Prosciutto di cinta senese
Un salume di grande pregio nel rispetto dell’ambiente



Far crescere un suino all’aria aperta sembra oggi una novità, una scoperta. In realtà questa forma di allevamento era diffusa in tutta il Centro Italia fino agli anni ’50, in quanto consentiva di sfruttare zone non dedite all’attività agricola (e perciò non remunerative) come fonte alimentare per lo sviluppo dei maiali.
Oggi, invece, il nuovo interesse per forme di allevamento all’aperto (dal semibrado, al pascolo, all’en-plein-air) permettono di coniugare la gestione sostenibile dell’agroecosistema con la produzione di nicchia di altissima qualità.

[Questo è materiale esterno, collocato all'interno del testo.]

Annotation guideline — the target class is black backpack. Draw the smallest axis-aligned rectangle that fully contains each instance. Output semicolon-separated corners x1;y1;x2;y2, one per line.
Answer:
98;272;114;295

I risultati sono evidenti osservando le caratteristiche del salume principe della salumeria italiana: il prosciutto. Un prosciutto di cinto allevato in tal modo si caratterizza subito per la sua “signorile” rusticità, la stessa che spinge il consumatore a spendere cifre iperboliche (dai 90 ai 400 €/kg) per acquistare un Patanegra o un Serrano. Come loro, infatti, l’alimentazione a base di ghiande, castagne, fieno, tuberi ed eventualmente un po’ di concentrati abbinata al più lungo arco di tempo per arrivare al peso di macellazione conferisce al grasso un colore ambrato e una consistenza meno compatta rispetto ad un’alimentazione intensiva a base di orzo. Inoltre la componente lipidica è maggiore (4-5% circa a fronte di un 1-2% nel caso di allevamento intensivo) rendendo il prodotto più gustoso e immediatamente riconoscibile. Contribuisce a ciò anche un più alto indice di proteolisi, che permette la liberazione di un maggior numero di catepsine. Quest’ultime, degradando le proteine, fanno sprigionare una sontuosa sinfonia di aromi, altrimenti non avvertibili.
La carne rimane di un colore rosso vivo e la sensazione in bocca è di grande consistenza, permettendo di assaporare con calma una sapidità che comunque non è mai fastidiosa.
Migliore è anche l’apporto degli acidi grassi insaturi (in parte gli stessi presenti nell’olio extra vergine di oliva), mentre cala la percentuale dei grassi saturi C14 e C16. Ciò si ripercuote su un miglior punteggio nell’indice trombogenetico e arteriogenetico. Perciò, se da un lato il prosciutto è più grasso, dall’altro è più nutrizionalmente corretto, proprio per la sua migliore composizione lipidica.
In definitiva, un grande salume da valorizzare con sapienza. Per quale motivo infatti, dobbiamo rivolgerci ai nostri cugini spagnoli, quando anche noi siamo in grado di ottenere un prosciutto altrettanto buono?